She shrugged, reaching back to rub her shoulder as if it were stiff. I saw the darkness at her nailbeds, the threat of the claws that could emerge at any moment. How weakly those fingers trembled. ‘I’m fine.’
‘Alma, I—’ I leant forward, trying to reach for her but a sharp knock at the door sent her surging to her feet, grabbing her cap off the table and forcing it back on top of her raven curls. Back into her role.
‘If these are disciplinary summons, I swear on the ancestors …’ she seethed, unable to finish before something slid beneath the door and she stormed over to claim it.
I waited for her to whirl on me with rage but she went deathly still, back tense and I wondered if she was even breathing.
‘Alma?’ I asked.
I’d gone through quite a few trials. Most done when Master Hale was in better health and had more support within the Council. Now, with fey rebel attacks growing in the north and the Council’s contempt for magical beings stronger than ever, I doubted I’d get much sympathy.
‘They’re not trial summons.’ Her voice was nothing but a trembling breath, turning to me as that paper shook in her grasp, green eyes wide as they shifted from owl to feline pupils and back again. ‘They’re partnership papers.’
I didn’t remember leaving the desk or crossing the room. All I remembered was the weight of that paper in my grasp, the fire at my back and the short, panicked breaths of Alma at my shoulder.
Papers in presentation of a Mage Partnership Agreement
between:
Lord Emrys Silverous Blackthorn and Miss Katherine Woodrow.
The words were embossed in gold, and the strange dark wax seal of the Blackthorn crest covered in thorns. The paper was thick, luxurious and sealed in an envelope with singed corners telling me it had been delivered by fire-post.
Lord Emrys Blackthorn.
The Blackthorns specialised in occult studies and were one of the Mage King’s most trusted before the war. The last experts in dark magic and its effects on the earth. There were many stories about Lord Emrys Blackthorn, the only surviving member of the family. That he served in the Great War. How he’d commanded the Lord’s rebellion to bring that Mage King down and quelled the dark entities who had consumed the south fields of Elysior.
Ever since the monarchy had been overthrown, the rebellion settled and the High Council of Elysior formed, Emrys Blackthorn had become something of myth. Some records claimed he was dead, others that he’d gone mad.
He was little more than a rumour that plagued mages’ meetings, whose name was spoken in whispered tones like one mention would summon him.
Dark magic had a habit of consuming those who paid it too much attention, which was the reason most rumours stated he was dead. Yet the papers in my hand were very real.
I supposed this new dangerous twist of fate was my own fault for wondering just how much worse this could all get.
Chapter Three
The clamouring chaos of the morning after was unbearable.
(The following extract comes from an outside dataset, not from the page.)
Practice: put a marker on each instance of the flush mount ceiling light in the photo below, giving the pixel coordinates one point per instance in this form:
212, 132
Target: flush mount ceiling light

The hissed gossip of my demonic worship, constant irritated scowls from passing tutors and the silence from Master Hale.
Worse were the muttered rumours about a potential sighting of the mysterious Lord Blackthorn in the Institute last night, which only sharpened my fear.
I’d already checked the partnership papers three times as Alma and I moved through the arched hallways and high-walled Mages’ Garden on our way to the portal office. Still real. Still there despite the impossibility of them.
I reached up to make sure the sharp points of my Kysillian ears were tucked neatly beneath my braided crown. A foolish habit considering my strange, luminous skin was impossible to hide, along with my bright lavender eyes.
The papers in my hands were nothing more than a crumpled cylinder that I rolled tighter with every panicked thought as my anxious eyes dragged over every detail of the portal office, drenched in the low winter sunlight.
It was a vast space, with a decorative, tiled floor of reds and golds polished to a high gleam so the chandeliers’ light could bounce around the room. The curving staircases to the higher levels were set back against the ceiling-high recordshelves, depictions of phoenixes sitting on each banister with torches in their grasp.
The stench of dust from the old books was pungent, as the smell of bitter coffee and men’s cologne sat thick in the air. The portal clerks scratched away at their desks, writing incantations for the Council Mages’ travel plans that week.
I’d hoped Master Hale would be here to greet us, but the waiting benches were all vacant. I glanced down at the pages in my hand that had sent Alma into a frenzy of nervous energy last night, only to get worse when a message arrived from Master Hale, a hurried note asking me to leave at my earliest convenience this morning. More things he wasn’t telling me.
I couldn’t decide what worried me more, that a supposedly dead Lord was offering me a partnership, or how unbothered Master Hale was about the whole affair.
Run.That voice mocked in the back of my mind just as a sharp pinch came at my forearm, jolting me to look down at the annoyed face of Alma.
‘Ow !’ I shoved her hand away, rubbing the underside of my arm.